Environment plays a lesser role in the development of ADHD. It is known that people with this condition tend to have life histories filled with abuse and poverty. However, research does not suggest that these factors play an important role.
There are numerous ways of treating ADD / ADHD. Below are the most common.
Treatment for ADHD often focuses on behavior modification or behavior therapy. This type of psychological therapy is a practical form of therapy that helps a person with ADHD develop coping mechanisms and practices that can help them in their daily life and with work, school or family life.
Marital and family therapy are also therapy options to help create a supportive environment.
Medications can also help with the management of ADHD. Stimulants are medications that can help to trigger the central nervous system to perform necessary actions that can control the symptoms of ADHD. These are drugs like Adderall and Ritalin.

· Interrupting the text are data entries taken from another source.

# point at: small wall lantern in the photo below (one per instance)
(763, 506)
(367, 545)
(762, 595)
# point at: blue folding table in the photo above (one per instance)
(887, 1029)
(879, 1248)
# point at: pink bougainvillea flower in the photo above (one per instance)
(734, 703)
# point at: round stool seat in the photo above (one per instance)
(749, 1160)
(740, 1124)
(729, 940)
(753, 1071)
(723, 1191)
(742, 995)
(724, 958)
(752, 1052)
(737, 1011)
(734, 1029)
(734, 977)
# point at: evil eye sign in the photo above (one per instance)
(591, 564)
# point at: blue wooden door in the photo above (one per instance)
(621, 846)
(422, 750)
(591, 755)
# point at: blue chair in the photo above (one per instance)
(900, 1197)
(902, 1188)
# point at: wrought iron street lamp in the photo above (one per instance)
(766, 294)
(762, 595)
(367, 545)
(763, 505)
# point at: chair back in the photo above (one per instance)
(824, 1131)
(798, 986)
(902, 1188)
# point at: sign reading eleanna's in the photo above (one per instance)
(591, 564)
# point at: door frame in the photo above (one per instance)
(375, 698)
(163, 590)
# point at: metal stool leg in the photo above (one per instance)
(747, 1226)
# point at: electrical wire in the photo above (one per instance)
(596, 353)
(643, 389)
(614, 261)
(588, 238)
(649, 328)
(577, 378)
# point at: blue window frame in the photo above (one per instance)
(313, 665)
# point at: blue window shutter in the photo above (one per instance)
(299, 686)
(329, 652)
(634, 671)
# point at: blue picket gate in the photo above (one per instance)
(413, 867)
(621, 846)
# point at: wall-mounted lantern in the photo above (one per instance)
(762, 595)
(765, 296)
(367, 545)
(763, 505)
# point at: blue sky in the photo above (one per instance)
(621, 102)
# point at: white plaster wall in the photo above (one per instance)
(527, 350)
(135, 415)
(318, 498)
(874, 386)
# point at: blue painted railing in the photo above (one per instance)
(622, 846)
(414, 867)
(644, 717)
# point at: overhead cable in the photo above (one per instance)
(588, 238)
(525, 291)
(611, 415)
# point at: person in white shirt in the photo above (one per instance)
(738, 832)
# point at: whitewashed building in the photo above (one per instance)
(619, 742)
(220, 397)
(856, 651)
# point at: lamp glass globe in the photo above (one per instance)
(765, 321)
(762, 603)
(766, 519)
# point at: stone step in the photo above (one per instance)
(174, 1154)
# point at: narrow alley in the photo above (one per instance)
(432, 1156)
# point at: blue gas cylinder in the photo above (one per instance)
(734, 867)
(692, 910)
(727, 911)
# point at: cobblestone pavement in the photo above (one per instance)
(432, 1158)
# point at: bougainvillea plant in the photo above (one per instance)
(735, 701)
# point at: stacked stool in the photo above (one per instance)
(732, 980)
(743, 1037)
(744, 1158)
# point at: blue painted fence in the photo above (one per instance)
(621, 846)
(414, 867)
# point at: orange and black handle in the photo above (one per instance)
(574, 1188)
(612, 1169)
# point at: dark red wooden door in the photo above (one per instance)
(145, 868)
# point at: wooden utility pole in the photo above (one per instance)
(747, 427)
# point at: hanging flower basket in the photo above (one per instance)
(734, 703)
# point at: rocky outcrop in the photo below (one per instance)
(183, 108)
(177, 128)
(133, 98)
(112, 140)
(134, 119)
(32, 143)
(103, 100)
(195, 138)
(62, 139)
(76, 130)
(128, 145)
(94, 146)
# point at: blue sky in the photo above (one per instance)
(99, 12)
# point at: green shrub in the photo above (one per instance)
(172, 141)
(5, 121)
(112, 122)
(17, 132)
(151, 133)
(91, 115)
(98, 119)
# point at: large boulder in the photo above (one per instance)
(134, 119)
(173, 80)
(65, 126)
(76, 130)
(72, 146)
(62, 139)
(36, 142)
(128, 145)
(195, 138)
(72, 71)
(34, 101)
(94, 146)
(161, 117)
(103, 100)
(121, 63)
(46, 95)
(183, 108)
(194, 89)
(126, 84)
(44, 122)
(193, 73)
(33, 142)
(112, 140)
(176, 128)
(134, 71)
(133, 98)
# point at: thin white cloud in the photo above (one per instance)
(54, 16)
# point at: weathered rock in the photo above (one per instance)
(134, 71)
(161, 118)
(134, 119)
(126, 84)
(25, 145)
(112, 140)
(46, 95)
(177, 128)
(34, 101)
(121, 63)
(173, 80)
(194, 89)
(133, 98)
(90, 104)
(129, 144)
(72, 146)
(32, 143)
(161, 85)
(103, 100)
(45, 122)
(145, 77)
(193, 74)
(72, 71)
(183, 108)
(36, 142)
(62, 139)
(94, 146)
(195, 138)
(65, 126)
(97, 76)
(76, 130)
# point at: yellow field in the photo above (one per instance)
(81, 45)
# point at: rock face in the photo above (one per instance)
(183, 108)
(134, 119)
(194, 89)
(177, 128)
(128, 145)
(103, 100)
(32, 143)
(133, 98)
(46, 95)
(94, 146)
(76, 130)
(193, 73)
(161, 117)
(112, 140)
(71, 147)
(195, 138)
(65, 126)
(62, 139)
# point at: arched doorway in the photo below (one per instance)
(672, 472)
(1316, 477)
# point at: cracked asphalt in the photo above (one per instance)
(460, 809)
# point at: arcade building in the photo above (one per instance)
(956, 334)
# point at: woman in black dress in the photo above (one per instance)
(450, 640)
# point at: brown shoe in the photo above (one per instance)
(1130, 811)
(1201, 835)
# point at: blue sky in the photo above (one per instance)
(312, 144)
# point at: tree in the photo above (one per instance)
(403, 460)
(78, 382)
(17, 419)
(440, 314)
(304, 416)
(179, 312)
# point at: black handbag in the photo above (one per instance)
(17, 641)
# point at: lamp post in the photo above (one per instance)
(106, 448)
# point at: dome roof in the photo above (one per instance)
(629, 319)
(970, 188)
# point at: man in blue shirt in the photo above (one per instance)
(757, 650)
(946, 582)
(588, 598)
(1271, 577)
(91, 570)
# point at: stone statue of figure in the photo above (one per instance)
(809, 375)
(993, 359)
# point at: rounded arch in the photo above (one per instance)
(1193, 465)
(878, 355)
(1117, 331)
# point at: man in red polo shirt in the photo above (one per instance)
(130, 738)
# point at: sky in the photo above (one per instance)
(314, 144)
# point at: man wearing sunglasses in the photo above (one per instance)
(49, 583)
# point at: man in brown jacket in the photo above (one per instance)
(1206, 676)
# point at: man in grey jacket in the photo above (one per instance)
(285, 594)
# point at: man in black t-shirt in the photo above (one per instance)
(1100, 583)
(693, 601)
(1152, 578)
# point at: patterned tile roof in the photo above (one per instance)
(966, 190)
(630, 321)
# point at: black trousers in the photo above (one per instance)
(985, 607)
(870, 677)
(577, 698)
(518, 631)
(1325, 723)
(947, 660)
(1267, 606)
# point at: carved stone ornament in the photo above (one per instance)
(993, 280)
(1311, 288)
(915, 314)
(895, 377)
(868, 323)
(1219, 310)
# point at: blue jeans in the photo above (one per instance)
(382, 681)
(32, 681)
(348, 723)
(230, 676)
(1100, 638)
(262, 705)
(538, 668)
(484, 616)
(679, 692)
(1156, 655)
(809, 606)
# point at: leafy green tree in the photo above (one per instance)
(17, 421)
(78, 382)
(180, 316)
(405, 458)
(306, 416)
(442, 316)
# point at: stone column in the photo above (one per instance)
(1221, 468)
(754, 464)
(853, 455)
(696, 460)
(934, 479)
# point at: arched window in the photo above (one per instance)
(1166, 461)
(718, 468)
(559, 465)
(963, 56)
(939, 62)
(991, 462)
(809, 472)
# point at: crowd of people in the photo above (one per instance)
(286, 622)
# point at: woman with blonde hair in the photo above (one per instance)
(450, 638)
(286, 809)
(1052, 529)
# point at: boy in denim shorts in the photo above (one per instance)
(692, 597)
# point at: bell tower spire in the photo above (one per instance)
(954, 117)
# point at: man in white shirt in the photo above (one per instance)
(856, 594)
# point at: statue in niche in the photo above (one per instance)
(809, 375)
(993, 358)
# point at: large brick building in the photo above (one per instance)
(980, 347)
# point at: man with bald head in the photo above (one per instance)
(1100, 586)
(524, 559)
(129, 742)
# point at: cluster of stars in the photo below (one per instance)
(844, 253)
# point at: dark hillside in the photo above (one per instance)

There are also some non-stimulant medications that may be effective at treating ADHD.
Given the genetic factors behind ADHD, it is difficult to effectively prevent the disorder. New research is giving doctors hope in their efforts to combat ADHD. As mentioned, we understand that dopamine levels are linked to ADHD. Thus, efforts to increase dopamine production can actually prevent the onset of ADHD.
Treating disorders such as depression and anxiety, which are known to reduce dopamine levels, can easily prevent ADHD. Brain injuries are a major factor in the onset of ADHD. It is known that over one-half of all people who suffer from brain injuries will later succumb to ADHD as well. Preventing brain injuries can go a long way in preventing the condition. Exposure to lead can also increase the risk of ADHD.
Special caution to avoid this toxic element, often found in the paint of old houses, is of utmost importance.